Levin urged FERC (and state officials) to "start to focus on suppliers supplying lots of customers and competing for them. It clearly hasn't been accomplished in California. And you might ask suppliers why they are focusing on auctioning (Cal-PX) strategies more than on supplying customers?"

One of the causes, Levin said, is that suppliers "have no ability to rely on transmission. Thus, his other recommendation to FERC is to focus on creating "sensible, commercially useful transmission" policy based on financial equivalents.

Generator Profits Disputed

Aside from a seemingly endless array of proposed changes in the Cal-PX and ISO operations, from schedule coordination to bidding, many California stakeholders --- including the incumbent investor-owned utilities --- allege the market has been gamed, inferring that merchant generators have done that as they have gained experience in the complex system. Edison's Ray, however, pointed out that the market power abuse often doesn't come from the power generators because they have sold most of their output in the forward markets, but from other middlemen - marketers. In the five or six ongoing state and federal investigations it is hoped some light is shed on this situation.

Generators, including Reliant Energy and Duke Energy among them, told the FERC and Congressional hearings that they welcome the investigations and have done nothing wrong except make a profit in a peak-demand market with supplies very tight. The economists heading the Cal-ISO and Cal-PX market surveillance and oversight boards, respectively, acknowledged there is market power and that they can pinpoint who holds the power at given times, but identifying specific participants abusing the power is not that easy, and may be impossible, according to one economist.

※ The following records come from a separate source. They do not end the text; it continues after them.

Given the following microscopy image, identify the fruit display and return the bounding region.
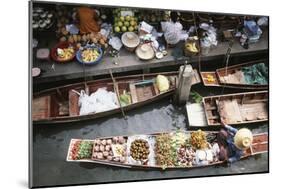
[71,140,93,160]
[177,147,195,166]
[57,46,75,61]
[81,48,100,63]
[69,130,219,170]
[92,136,126,163]
[207,74,215,83]
[60,33,108,48]
[189,129,207,149]
[113,9,138,33]
[70,141,81,160]
[130,139,149,161]
[137,10,169,24]
[32,7,54,30]
[155,134,177,169]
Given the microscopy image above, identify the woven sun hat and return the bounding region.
[136,43,155,60]
[121,32,140,51]
[234,128,253,150]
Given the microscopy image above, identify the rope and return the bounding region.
[109,69,127,119]
[192,12,201,73]
[218,40,233,101]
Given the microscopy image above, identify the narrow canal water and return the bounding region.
[33,85,269,186]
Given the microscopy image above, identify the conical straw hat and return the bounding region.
[234,128,253,150]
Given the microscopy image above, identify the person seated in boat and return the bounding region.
[217,121,253,163]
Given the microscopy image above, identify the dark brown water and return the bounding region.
[33,92,268,186]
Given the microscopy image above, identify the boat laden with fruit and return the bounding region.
[32,70,200,124]
[200,60,268,90]
[66,130,268,169]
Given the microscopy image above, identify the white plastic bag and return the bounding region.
[79,88,118,115]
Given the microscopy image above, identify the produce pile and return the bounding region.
[81,48,100,63]
[92,136,126,163]
[32,7,54,30]
[190,129,207,149]
[155,134,177,169]
[68,130,219,169]
[71,140,93,160]
[130,139,149,161]
[57,46,75,61]
[56,6,108,48]
[113,9,138,33]
[138,10,169,24]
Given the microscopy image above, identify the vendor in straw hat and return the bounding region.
[215,121,253,163]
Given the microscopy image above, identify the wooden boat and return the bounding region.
[200,60,268,90]
[32,70,200,124]
[66,131,268,170]
[203,91,268,126]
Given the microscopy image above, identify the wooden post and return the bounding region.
[176,65,194,104]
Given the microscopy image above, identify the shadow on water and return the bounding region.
[33,81,268,185]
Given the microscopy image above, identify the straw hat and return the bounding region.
[121,32,140,48]
[136,44,154,60]
[234,128,253,150]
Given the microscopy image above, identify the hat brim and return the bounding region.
[136,46,155,60]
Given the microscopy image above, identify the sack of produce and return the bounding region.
[156,75,170,92]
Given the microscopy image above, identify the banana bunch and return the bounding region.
[185,42,199,53]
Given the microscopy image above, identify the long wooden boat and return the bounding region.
[66,131,268,170]
[203,91,268,126]
[32,70,200,124]
[200,60,268,90]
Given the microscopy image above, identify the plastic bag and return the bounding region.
[156,75,170,92]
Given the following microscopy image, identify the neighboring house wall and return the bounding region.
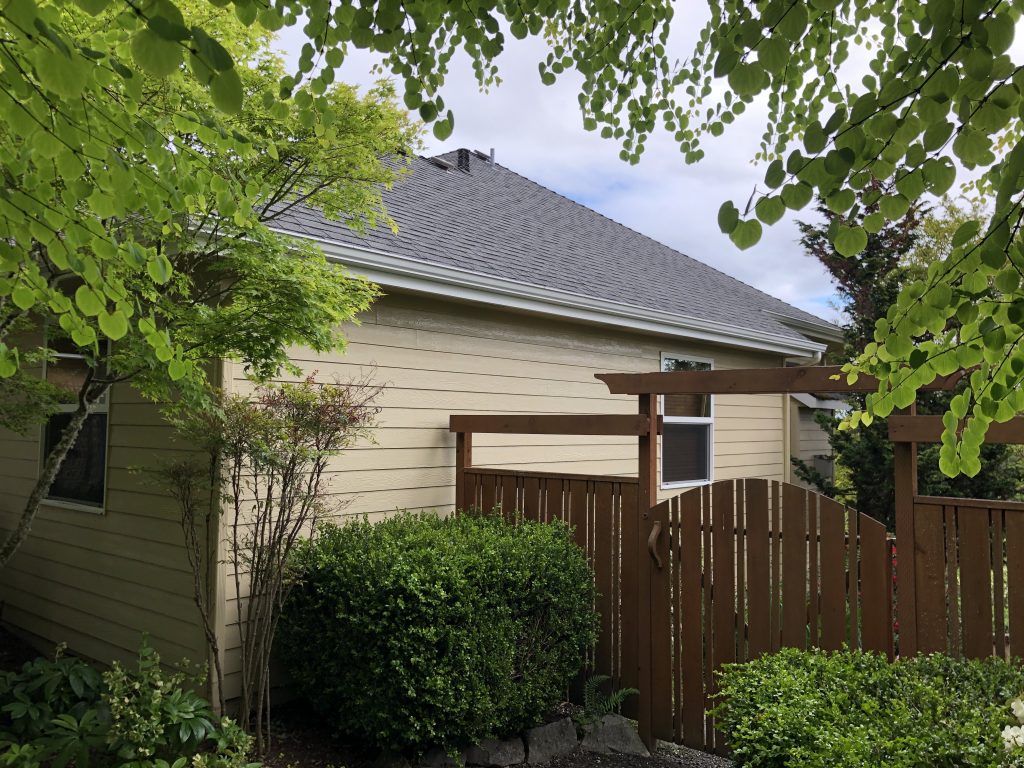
[221,295,786,698]
[791,401,834,484]
[0,385,206,663]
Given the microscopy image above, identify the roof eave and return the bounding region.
[278,229,826,355]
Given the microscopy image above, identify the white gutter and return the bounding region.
[274,228,825,355]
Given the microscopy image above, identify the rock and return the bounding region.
[582,715,649,757]
[416,749,462,768]
[526,718,579,765]
[466,736,526,768]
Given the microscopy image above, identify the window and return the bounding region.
[662,354,714,487]
[43,339,108,510]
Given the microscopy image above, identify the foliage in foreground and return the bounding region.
[163,375,381,754]
[279,514,596,752]
[0,644,251,768]
[715,648,1024,768]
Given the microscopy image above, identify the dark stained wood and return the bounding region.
[852,513,893,655]
[679,490,706,744]
[634,394,657,751]
[591,480,610,676]
[449,414,650,435]
[455,432,473,510]
[820,498,847,650]
[711,480,736,692]
[890,438,918,656]
[782,483,807,648]
[888,416,1024,444]
[956,507,992,658]
[989,509,1007,658]
[733,480,750,662]
[1006,512,1024,656]
[595,366,962,394]
[620,482,634,717]
[846,501,860,648]
[942,505,961,656]
[913,496,1024,512]
[769,482,782,651]
[744,479,771,658]
[477,473,500,514]
[647,500,674,741]
[568,480,590,552]
[917,504,946,653]
[807,494,821,648]
[501,475,521,520]
[522,475,541,521]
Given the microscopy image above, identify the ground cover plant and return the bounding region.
[0,644,253,768]
[715,648,1024,768]
[278,514,596,753]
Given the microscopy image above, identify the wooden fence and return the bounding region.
[460,467,638,689]
[651,479,893,751]
[913,496,1024,658]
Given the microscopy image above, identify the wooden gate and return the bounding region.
[649,479,893,751]
[900,496,1024,658]
[459,467,643,714]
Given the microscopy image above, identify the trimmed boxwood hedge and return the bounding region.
[715,648,1024,768]
[278,514,597,752]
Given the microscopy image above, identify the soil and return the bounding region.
[0,627,39,672]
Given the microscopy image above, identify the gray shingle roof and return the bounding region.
[275,151,835,346]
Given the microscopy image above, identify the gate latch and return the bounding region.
[647,520,662,570]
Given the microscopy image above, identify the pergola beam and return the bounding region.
[595,366,964,394]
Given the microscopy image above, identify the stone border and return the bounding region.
[407,715,649,768]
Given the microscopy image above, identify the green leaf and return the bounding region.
[765,158,785,189]
[729,219,761,251]
[782,181,814,211]
[833,226,867,258]
[145,253,173,285]
[729,61,767,97]
[433,110,455,141]
[99,311,128,341]
[210,69,242,115]
[131,28,184,77]
[75,286,106,317]
[754,197,785,226]
[718,200,739,234]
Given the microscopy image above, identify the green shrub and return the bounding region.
[278,514,597,752]
[0,644,250,768]
[715,648,1024,768]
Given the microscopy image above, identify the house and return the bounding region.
[0,150,839,696]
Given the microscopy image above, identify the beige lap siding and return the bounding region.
[0,386,206,664]
[216,294,785,696]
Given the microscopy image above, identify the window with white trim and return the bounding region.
[660,354,715,487]
[43,339,109,510]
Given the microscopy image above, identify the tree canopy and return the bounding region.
[0,1,417,565]
[6,0,1024,474]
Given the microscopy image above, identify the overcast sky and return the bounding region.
[279,17,837,321]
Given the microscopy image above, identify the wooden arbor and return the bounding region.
[597,367,1024,741]
[450,367,1024,749]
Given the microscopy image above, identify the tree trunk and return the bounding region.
[0,379,109,568]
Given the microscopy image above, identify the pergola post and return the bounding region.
[455,432,473,512]
[893,406,918,657]
[635,394,657,750]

"I don't think we know which market design does the best job of bringing the most benefits to consumers," said Frank Wolak, an economist and chairman of the Cal-ISO market surveillance committee that submitted its analysis of California's June wholesale price spikes Sept. 6, noting that the state's power markets continue "to be plagued by the market design flaws identified in previous reports" by his committee.

Wolak urged FERC to require other ISOs around the nation to complete reports documenting how they are "delivering benefits to consumers." He noted that he did not think the generators or other market participants were intentionally trying to undermine reliability, but rather doing what "every market participant does in a competitive market --- pursuing their own self-interest."